Bei den U15-Ruderern wurden Max Horn für einen DRV-Sieg und Luka Hein für acht DRV-Siege geehrt. Unter den B-Junioren erzielten Philipp Dreiher den 3.Platz mit einem DRV-Sieg, Linus David den 2.Platz mit zwei DRV-Siegen und Gerrit Schäfer als Spitzenreiter den 1.Platz mit acht DRV-Siegen. Auch für den Männer-Vierer, bestehend aus Ruben Falkenburg, Fabian Schönhütte, Melvin Hauschild und Lukas Effert, gab es Lob und Auszeichnung. Ruben und Fabian brachten es in der Rudersaison 2019 auf jeweils drei DRV-Siege, Melvin auf fünf DRV-Siege und GTRVN-Aushängeschild Lukas Effert auf neun DRV-Siege. Damit konnte Lukas den GTRVN-Pokal der meisten DRV-Siege, wie schon in den letzten Jahren, gleich wieder mit nach Hause nehmen. Last but not least wurde Markus Müller für seinen legendären Sieg auf der diesjährigen Genfersee-Regatta sowie für die Erlangung des Äquatorpreises ausgezeichnet.

Neben den Sportlern wurden selbstverständlich auch die maßgeblich mit für die Erfolge verantwortlichen Ausbilder und Trainer mit Dank und Lob bedacht.

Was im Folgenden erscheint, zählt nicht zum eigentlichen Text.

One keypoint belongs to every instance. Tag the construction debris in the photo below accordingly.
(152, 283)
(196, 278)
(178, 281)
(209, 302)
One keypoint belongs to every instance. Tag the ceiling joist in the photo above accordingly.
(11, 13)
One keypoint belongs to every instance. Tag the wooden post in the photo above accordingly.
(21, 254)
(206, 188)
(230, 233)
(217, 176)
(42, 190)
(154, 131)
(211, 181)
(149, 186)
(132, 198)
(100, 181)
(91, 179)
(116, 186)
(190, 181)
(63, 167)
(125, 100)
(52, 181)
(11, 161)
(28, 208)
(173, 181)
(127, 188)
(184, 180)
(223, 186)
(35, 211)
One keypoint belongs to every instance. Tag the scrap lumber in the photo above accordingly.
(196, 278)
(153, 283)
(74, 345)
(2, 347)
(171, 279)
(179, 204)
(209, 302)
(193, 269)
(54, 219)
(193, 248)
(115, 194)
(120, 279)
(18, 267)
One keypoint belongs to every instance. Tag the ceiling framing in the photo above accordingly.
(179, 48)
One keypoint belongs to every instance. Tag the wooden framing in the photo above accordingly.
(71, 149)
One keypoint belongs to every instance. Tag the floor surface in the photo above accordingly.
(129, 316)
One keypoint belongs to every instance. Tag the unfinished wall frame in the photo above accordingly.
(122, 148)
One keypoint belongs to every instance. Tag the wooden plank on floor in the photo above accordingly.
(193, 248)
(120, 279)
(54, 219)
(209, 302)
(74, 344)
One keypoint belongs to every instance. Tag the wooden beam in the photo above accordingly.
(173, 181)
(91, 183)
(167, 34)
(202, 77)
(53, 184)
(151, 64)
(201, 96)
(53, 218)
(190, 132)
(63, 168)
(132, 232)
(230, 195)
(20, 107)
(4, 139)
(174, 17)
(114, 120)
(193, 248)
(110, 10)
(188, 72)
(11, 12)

Nachdem Christoph seine Engelsbotschaften alle verkündet hatte, konnte das Buffet eröffnet werden. Der Kasseler-Krustenbraten mit Kartoffelpüree, Röstzwiebeln, Soße und Sauerkraut brachte die Teilnehmer der Veranstaltung wieder auf den Boden der Tatsachen zurück, bzw. wurde als „Boden“ für den Getränkegenuss des Abends genutzt. Gerne hätten die GTRVN-Ruderer ihr Mahl auch mit dem Nikolaus geteilt. Aber der hatte vermutlich aus Angst, dass ihm das Sauerkraut im Bart hängen bleiben könnte, dankend abgelehnt. Bestimmt wird er auch im nächsten Jahr wieder mit seinem Ruderboot am GTRVN-Steg anlegen und den jüngeren und älteren Rudernachwuchs besuchen. Vielleicht bleibt er dann auch zum Abendessen, wenn es kein Sauerkraut gibt!